Anyway, I think the balance is favorable for those labels. At least "protect" the uneducated people. If anybody wants to learn more about food, they'll put the time and learn to ignore those labels and just focus on the raw macronutrients.
EDIT: I know the "whole milk is better than Skim milk" might STILL be a hot take (not for long I hope...). Here's my answer to another comment:
> The gist is: fat is not bad; at all. Most of Vitamins contained in Milk are fat-soluble. That means that all the good properties of milk are transported by fat. Also, whole milk is less processed.
> Here's a very "intuitive" reasoning, as an exercise: if Vitamin D is fat soluble... how is it possible that Skim milk has MORE Vitamin D (or A) than whole milk? (answer: because it's artificially added).
Sources:
- https://qz.com/405498/the-case-for-drinking-whole-milk
- https://archive.is/0yBjZ
In this case I'd take "extremely simplistic" any time over well-balanced-through-slightly-more-complex-set-of-rules. Thing is, the rules will be gamed in the long run, period.
Simpler rules would eventually allow consumers to easily determine how are they being cheated.
That seems like a strong claim, according to whom?
The gist is: fat is not bad; at all. Most of Vitamins contained in Milk are fat-soluble. That means that all the good properties of milk are transported by fat. Also, whole milk is less processed.
Here's a very "intuitive" reasoning, as an exercise: if Vitamin D is fat soluble... how is it possible that Skim milk has MORE Vitamin D (or A) than whole milk? (answer: because it's artificially added).
Sources:
- https://qz.com/405498/the-case-for-drinking-whole-milk
- https://archive.is/0yBjZ
but more importantly, Vitamin D/A added WITHOUT fat, is just wasted. The body absorbs those vitamins only in the presence of fat. So, most of the artificially added Vitamins will end up being disposed adding extra stress to your kidneys.

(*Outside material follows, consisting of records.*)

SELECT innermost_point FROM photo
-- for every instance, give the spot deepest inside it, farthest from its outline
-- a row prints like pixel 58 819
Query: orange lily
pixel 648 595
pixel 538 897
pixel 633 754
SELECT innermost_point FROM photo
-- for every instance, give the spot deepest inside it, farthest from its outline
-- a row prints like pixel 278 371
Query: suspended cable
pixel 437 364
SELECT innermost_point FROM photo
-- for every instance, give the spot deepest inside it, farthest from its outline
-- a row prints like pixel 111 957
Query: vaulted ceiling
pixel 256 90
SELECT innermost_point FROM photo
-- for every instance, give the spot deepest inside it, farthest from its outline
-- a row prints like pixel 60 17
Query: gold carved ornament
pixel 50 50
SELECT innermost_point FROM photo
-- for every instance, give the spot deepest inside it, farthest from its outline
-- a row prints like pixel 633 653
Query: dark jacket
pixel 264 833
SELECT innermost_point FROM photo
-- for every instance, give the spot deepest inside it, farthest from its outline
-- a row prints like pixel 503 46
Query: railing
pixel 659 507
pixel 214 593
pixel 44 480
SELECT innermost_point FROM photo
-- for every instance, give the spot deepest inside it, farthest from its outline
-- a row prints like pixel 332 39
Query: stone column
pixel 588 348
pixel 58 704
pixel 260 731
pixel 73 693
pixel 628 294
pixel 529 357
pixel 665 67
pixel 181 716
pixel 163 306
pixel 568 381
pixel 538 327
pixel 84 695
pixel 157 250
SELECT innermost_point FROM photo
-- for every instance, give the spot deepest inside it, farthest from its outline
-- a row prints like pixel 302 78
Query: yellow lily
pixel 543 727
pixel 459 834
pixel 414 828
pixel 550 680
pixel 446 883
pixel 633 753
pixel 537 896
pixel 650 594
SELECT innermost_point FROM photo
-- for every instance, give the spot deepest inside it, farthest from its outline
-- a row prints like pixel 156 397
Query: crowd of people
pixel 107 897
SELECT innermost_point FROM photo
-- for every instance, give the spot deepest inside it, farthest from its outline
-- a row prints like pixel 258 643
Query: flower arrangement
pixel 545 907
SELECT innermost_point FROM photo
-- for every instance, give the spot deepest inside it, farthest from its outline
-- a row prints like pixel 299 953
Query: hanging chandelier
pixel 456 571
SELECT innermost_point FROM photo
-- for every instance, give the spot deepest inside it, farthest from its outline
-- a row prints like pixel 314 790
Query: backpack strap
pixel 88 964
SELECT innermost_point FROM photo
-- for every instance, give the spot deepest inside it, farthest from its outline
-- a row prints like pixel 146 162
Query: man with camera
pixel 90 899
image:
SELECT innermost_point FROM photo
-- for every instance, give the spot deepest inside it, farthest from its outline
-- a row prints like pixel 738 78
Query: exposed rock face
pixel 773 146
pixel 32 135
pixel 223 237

But in the end, I don't think these labels work by instantly educating individuals. It works by continuously reminding people that these foods are not healthy. Most will not stop eating them because of the labels, but many will probably give it at least a second though.
For me, the bottom line is, why would I drink skim milk if it's just a more "watery" version of the perfectly healthy whole milk?
Btw, and this is just me, I'm not lactose intolerant (I eat A LOT of yogurt, milk, cream, cheese, etc), but skim milk makes me "sick" (lactose-intolerant symptoms). Maybe it's just my brain.
i suppose an argument can be made that it makes up for more fat elsewhere, but i agree. personally i avoid any milk product that has less fat than is natural for that product. and i am a big fan of raw milk. when we had the opportunity we used to buy milk directly from a farmer because it just tastes so much better.
When I’m considering buying a food item for the first time I read the entire label to make sure it meets my criteria. It would be nice when buying it again to be able to at a glance tell that it is still the same as when I last bought it.
- Products do not change formulas at random, if they did they'd have to re-submit samples for the label evaluation.
- These labels don't have your best interests in mind anyway: If you are a bodybuilder, you will have tor read nutrition info labels yourself and ignore the warning labels, because only you know what quantities for each nutritients you will take to meet your goals.